Müssen wir nicht beklagen, dass hierin oft gefehlt und „das Maß des Glaubens" in dieser Hinsicht häufig überschritten wird? Dieses Maß mag gering sein, aber darauf kommt es nicht an, wenn nur das Wenige, was der Herr uns gibt, in der Kraft des Geistes „zum Nutzen" der Versammlung geredet wird. Der aufrichtige Wunsch, den Hörenden zum Segen zu sein, wird sich an den Geschwistern wirksamer erweisen und dem Herrn wohlgefälliger sein als die glänzendste Gabe ohne dieses ernste Verlangen. Sicher sollen wir nach den größeren Gaben eifern, verlieren wir aber den „vortrefflicheren Weg" aus dem Auge, den Weg der Liebe, die sich immer verbirgt und nur den Segen des anderen sucht, dann geraten wir in Gefahr, ein „tönendes Erz" oder eine „schallende Zimbel" zu werden.

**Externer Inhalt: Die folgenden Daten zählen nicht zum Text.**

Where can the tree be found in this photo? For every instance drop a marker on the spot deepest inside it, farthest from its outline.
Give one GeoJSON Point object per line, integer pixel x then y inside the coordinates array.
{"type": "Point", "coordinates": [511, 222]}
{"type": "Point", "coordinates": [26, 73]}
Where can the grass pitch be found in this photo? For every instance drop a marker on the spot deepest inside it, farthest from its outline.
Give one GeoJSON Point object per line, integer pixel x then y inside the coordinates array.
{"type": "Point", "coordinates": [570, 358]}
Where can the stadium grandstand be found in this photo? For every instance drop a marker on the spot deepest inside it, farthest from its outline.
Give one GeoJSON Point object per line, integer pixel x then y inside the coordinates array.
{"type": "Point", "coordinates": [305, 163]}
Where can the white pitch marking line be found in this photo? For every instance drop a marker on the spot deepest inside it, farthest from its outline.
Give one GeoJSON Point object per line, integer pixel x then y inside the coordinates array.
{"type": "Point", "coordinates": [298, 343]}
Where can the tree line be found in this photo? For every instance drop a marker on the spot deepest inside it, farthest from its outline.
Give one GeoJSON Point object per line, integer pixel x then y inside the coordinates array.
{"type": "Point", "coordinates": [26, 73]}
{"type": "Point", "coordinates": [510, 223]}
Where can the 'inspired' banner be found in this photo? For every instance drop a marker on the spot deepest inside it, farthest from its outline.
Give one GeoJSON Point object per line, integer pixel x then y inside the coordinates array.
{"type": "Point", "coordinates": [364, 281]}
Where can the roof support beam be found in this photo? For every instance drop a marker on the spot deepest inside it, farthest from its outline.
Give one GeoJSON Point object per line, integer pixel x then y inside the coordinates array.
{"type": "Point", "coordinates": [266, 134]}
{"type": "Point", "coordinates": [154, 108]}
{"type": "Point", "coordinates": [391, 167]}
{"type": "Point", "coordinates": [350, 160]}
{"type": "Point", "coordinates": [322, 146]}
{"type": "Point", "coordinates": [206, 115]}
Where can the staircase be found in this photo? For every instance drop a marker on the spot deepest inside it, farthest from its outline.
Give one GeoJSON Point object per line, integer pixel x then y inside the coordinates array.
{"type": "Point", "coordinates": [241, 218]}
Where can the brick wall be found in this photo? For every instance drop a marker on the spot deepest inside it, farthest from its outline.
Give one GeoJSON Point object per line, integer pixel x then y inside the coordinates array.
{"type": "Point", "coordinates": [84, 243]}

Jeder Diener am Wort sollte sich eine einfache Regel merken: „Nimm dir nicht vor, etwas sagen zu wollen, weil dir zu reden gegeben ist, sondern rede, weil der Herr dir etwas gegeben hat, was gesagt werden sollte." Wie armselig sind alle unsere Bemühungen, soviel Stoff zusammenzubringen, nur um die Zeit auszufüllen! Wartet aber ein Diener des Herrn auf die Leitung und Kraft des Heiligen Geistes, lebt er im Geiste des Gebets und lässt er allein das Wort reden, wird er die Atmosphäre der Gegenwart des Herrn um sich verbreiten und von Ihm zum Segen für die Versammlung benutzt werden. Dann wird Christus durch seine Worte verherrlicht, seien es nun „fünf" oder auch „zehntausend".

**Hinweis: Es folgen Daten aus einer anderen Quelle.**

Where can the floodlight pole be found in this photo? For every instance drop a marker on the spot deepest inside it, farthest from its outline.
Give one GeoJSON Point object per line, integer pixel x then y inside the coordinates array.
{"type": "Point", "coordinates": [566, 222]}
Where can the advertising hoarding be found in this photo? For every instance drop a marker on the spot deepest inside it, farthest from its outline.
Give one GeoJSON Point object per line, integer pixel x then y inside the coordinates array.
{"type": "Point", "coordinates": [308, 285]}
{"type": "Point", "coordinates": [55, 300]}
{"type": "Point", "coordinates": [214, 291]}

Dies kann aber unmöglich der Fall sein ohne die innere Überzeugung, dass der Herr ihm ein Wort gegeben hat, und ohne den Herzenswunsch, es zur Erbauung der Versammlung zu reden. Habe ich nur „fünf Worte" empfangen, die der Herr von mir ausgesprochen haben will, hat Er vielleicht auch noch einem anderen Bruder „fünf" oder gar mehr Worte gegeben. „Propheten aber lasst zwei oder drei reden" (1. Kor 14,29).

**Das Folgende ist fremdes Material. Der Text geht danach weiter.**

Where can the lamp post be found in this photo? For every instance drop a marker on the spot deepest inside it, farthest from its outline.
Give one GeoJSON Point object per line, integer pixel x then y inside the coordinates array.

Der Herr schenke allen Dienern am Wort Gnade und ein einfältiges Herz, sich in dieser so wichtigen Sache vom Geist leiten zu lassen! Aller Dienst ist von wenig Segen begleitet oder gar nutzlos, wenn er nicht zur Ehre des Herrn und zum Wohl der Seinen getan wird, ja, er ist unter Umständen dem Diener selbst und anderen zum Schaden. Unsere diesbezügliche Verantwortung ist groß, und der Herr gebe, dass wir alle sie fühlen! So gesegnet es ist, den Gläubigen mit dem Worte dienen zu dürfen, so verwerflich ist es, wenn wir uns selbst suchen und die Versammlung dadurch beschweren. „Alles geschehe anständig und in Ordnung!"